Kehren ihr Innerstes nach außen: A.Tonal. Theater, Foto: Martin Rottenkolber

»Die Haut ist wie eine Karte des Lebens«

Das A.Tonal.Theater erforscht mit »Subcutis« eine ­besonders verletzliche Schicht des Körpers

»Subcutis«, das ist das, was direkt unter der Haut liegt. Eine Schicht des Körpers, die besonders zart, empfindsam, verletzlich ist — und die Jörg Fürst und das A.Tonal.Theater in ihrer neuesten Produktion spannend erforschen. Die Bühne der Alten Feuerwache ist zunächst selbst mit einer Art Haut bespannt, blau schimmernd erleuchtet. Milchige Schatten lehnen sich dagegen: Stimmen, die tief aus dem Innersten des Körpers zu kommen scheinen. »Die Haut ist wie eine Karte des Lebens«, sagt eine, »manchmal kommt es mir vor, als ob mich diese Haut fremd macht von allem, was ich fühle.« Oder das Hauterlebnis ist so inten­siv, dass Körper und Geist nicht zu trennen sind: »Die Haut ist das Tor zu unseren Sinnen.«

Und dann sind die Zuschauer*innen selbst aufgefordert, hinter die Bühne zu kommen, auf Leinwand ist ein Hautbild in Extremvergrößerung projiziert.
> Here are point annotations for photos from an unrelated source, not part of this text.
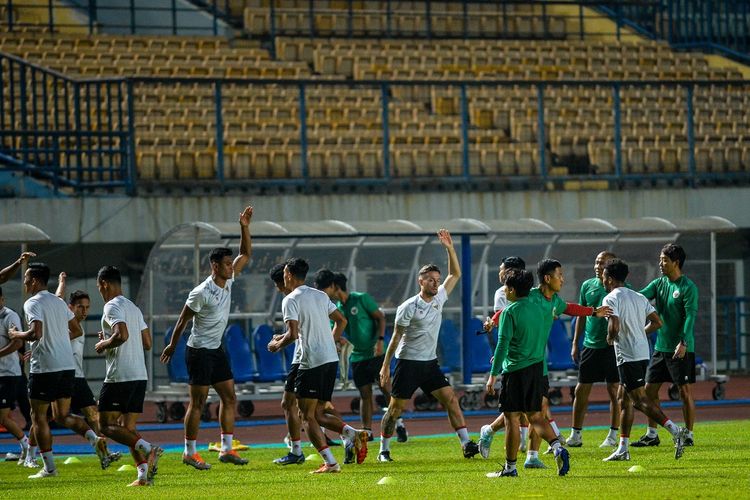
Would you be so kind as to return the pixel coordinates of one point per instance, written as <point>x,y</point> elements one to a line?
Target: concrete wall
<point>122,220</point>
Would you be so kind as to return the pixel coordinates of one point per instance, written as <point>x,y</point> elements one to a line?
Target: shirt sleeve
<point>196,300</point>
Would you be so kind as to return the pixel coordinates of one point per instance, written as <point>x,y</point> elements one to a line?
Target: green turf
<point>717,467</point>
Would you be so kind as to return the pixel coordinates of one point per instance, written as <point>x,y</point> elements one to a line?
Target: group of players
<point>616,350</point>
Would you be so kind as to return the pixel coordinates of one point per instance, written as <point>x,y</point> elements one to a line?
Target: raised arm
<point>454,269</point>
<point>245,243</point>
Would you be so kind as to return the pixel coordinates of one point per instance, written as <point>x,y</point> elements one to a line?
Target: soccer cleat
<point>232,457</point>
<point>503,473</point>
<point>646,440</point>
<point>618,456</point>
<point>533,463</point>
<point>327,469</point>
<point>101,451</point>
<point>141,482</point>
<point>609,442</point>
<point>360,446</point>
<point>153,462</point>
<point>289,459</point>
<point>679,442</point>
<point>562,457</point>
<point>195,461</point>
<point>44,473</point>
<point>485,440</point>
<point>401,435</point>
<point>574,441</point>
<point>470,449</point>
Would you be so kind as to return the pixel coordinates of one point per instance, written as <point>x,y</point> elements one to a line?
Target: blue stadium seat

Der Riss, durch den wir gehen, könnte eine Wunde sein, eine Vagina oder ein Geburtskanal. Innen, auf der Bühne, leuchten Sitzschemel wie kleine Drüsen, wir sitzen drauf und sind zum Teil eines ganzen, organischen Körpers geworden, befinden uns in einem Universum aus Live-Musik, Klängen und Bildern.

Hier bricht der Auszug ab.